De : René Clément
Avec Simone Signoret, Stuart Whitman, Michel Piccoli, Geneviève Page
Année : 1962
Pays : France
Genre : Drame
Résumé :
Pendant la Seconde Guerre mondiale, un pilote américain perd le contrôle de son avion et tombe en France. Il est recueilli par une femme dont le mari est prisonnier en Allemagne. Celle-ci va l’aider à se déplacer à travers le pays sans se faire repérer par la Gestapo. A travers cette course, ils vont commencer à développer des sentiments amoureux l’un envers l’autre…
Avis :
Lorsqu’on découvre l’œuvre de certains cinéastes, il n’est pas rare d’observer une thématique récurrente, voire une affection particulière pour une période. Dès son premier métrage, La Résistance, René Clément s’est penché sur la Seconde Guerre mondiale, en particulier sur l’occupation allemande. On songe aussi à Jeux interdits, Les Maudits ou encore Le Père tranquille. Devant l’objectif de sa caméra, on s’écarte d’une approche sensationnaliste pour se focaliser sur la dimension sociale des intrigues respectives. Il en ressort des œuvres engagées, parfois décriées, mais d’un intérêt indéniable dans le patrimoine cinématographique français.

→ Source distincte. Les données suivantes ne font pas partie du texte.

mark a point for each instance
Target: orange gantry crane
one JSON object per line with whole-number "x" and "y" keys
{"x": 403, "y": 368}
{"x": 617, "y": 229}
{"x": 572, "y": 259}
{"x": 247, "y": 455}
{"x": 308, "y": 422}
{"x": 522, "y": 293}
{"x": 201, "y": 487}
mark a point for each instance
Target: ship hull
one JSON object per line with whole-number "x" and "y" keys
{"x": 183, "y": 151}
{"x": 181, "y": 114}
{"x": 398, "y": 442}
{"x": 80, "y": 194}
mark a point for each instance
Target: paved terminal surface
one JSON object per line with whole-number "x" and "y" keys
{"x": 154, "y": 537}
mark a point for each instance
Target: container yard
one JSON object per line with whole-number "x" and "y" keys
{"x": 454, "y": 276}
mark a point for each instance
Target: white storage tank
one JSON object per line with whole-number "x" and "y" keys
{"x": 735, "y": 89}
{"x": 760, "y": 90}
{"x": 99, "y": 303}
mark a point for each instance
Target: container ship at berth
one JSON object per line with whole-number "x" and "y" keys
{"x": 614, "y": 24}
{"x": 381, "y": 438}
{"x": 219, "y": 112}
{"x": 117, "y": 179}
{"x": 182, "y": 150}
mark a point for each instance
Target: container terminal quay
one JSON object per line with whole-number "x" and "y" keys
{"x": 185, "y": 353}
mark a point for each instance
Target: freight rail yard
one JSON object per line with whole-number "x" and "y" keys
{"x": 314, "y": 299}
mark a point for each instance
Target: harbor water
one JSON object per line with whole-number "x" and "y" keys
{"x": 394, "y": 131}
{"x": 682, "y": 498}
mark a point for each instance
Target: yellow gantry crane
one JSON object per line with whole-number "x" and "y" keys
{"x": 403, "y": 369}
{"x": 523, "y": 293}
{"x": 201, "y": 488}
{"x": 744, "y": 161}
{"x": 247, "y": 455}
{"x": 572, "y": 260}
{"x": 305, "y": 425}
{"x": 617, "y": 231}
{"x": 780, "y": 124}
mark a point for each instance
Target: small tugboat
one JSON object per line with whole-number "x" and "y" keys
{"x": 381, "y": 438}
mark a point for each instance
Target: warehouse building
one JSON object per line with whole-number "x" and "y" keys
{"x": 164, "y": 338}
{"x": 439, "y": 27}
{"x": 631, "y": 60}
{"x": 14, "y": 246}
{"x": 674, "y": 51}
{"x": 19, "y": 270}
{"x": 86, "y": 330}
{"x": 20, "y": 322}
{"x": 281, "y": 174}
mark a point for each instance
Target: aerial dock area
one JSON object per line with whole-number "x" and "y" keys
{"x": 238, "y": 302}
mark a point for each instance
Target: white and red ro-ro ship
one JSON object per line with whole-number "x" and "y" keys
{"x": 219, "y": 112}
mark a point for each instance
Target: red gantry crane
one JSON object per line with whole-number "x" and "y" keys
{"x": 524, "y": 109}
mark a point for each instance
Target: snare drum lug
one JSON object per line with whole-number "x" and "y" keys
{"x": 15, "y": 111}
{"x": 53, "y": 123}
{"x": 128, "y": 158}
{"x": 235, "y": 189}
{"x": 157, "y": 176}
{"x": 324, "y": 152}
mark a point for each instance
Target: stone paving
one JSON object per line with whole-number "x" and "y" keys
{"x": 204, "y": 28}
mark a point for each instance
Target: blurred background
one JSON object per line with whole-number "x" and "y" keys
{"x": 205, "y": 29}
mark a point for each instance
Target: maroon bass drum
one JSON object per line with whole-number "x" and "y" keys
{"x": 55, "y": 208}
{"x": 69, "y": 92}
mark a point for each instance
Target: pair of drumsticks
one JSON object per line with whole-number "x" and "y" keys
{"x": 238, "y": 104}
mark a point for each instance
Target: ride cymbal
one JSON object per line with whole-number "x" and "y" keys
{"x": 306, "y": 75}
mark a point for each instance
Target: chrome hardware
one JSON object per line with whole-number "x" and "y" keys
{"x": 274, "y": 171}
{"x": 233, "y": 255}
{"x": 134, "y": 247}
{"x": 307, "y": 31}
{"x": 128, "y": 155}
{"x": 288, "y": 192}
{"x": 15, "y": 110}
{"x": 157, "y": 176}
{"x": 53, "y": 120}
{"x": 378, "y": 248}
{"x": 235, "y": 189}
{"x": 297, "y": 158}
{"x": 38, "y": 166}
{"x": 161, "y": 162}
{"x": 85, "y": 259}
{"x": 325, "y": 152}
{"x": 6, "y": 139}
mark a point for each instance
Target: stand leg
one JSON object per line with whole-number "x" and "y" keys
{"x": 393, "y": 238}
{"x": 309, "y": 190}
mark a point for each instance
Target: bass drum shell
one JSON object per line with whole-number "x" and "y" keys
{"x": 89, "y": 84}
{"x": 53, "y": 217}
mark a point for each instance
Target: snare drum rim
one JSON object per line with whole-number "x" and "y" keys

Avec Le Jour et l’heure, on reste également en retrait des lignes de front. Pour autant, le climat délétère n’en est pas moins vivace. Il suffit de constater l’entame pour exposer une atmosphère lourde, pleine de suspicion. Sans pour autant faire preuve de lâcheté, le silence est préférable à une condamnation arbitraire ; qu’elle provienne des forces de l’ordre, des soldats ou de la population. Ce traitement permet de justifier le postulat où le personnage principal ne souhaite pas s’immiscer dans ce monde. Ici, il ne s’agit pas de dépeindre une figure d’antihéros, mais de tisser le portrait d’une femme ordinaire confrontée à des circonstances extraordinaires.
« La réalisation joue de l’exiguïté des lieux et d’angles oppressants »
Loin de l’idéalisme véhiculé autour de la résistance, cette approche réaliste accentue la portée de leurs actes. Le sentiment de danger est palpable autant pour une « simple » opération de transfert que pour une mission d’envergure. En cela, l’alternance des séquences bénéficie d’un rythme soigné. L’évolution des personnages et de leur relation passe par des instants posés, propices à une introspection sur leur situation et l’état du monde. Preuve en est avec ces moments dans la demeure familiale ; du risque de bombardement jusqu’à la scène du piano. En parallèle, la tension monte crescendo avec la planification de leur parcours, de leurs allers-retours entre deux planques.
On notera aussi une barrière des langues bien orchestrées. Bien que la compréhension se cantonne à quelques limites — la protagoniste est bilingue —, le clivage des cultures et la perte de repères des Américains présentent un contraste évident dans cette France sous l’occupation. Elle constitue même un risque supplémentaire de se faire démasquer et capturer, a fortiori par les agents de la Gestapo. Une menace d’autant plus concrète, quand les personnages sont contraints à un exil forcé. Lors de cette seconde partie, la scène du train est chargée de symboles. La réalisation joue de l’exiguïté des lieux et d’angles oppressants pour souligner la sensation de prise au piège.
« la dernière partie du film se montre un peu plus conventionnelle »
À ce titre, les séquences nocturnes s’avèrent les plus marquantes, en terme d’atmosphère et de tension. On songe aux ruelles désertes de la capitale ou à la traversée clandestine des chemins de fer. En revanche, la dernière partie du film se montre un peu plus conventionnelle dans son discours et sa morale. On use de raccourcis narratifs pour orienter l’histoire dans une direction précise. Ce qui rend l’ensemble assez prévisible et facile dans la finalité des évènements. Du côté des maladresses, on peut aussi avancer une présentation assez confuse de la situation familiale de Thérèse, en particulier sa relation pleine d’animosité avec sa belle-sœur.

Au final, Le Jour et l’heure est un film qui dépeint la résistance sous un angle moins flatteur qu’à l’accoutumée. Le traitement se veut réaliste, loin de toute intrépidité ou d’acte irréfléchi. Exception faite d’une tirade chantée dans les couloirs du train, on s’affranchit également de toute fierté nationaliste pour se focaliser sur une histoire plus personnelle, presque intimiste. Entre romance et drame, la guerre reste éloignée de leur parcours, même si les conséquences sur leur existence sont manifestes. Quant aux confrontations ou fusillades, elles sont sporadiques et entretiennent une tension bien gérée durant leur périple. Hormis quelques aléas formels, il en ressort un métrage méticuleux et soigné, privilégiant l’incertitude du contexte à l’héroïsme désintéressé.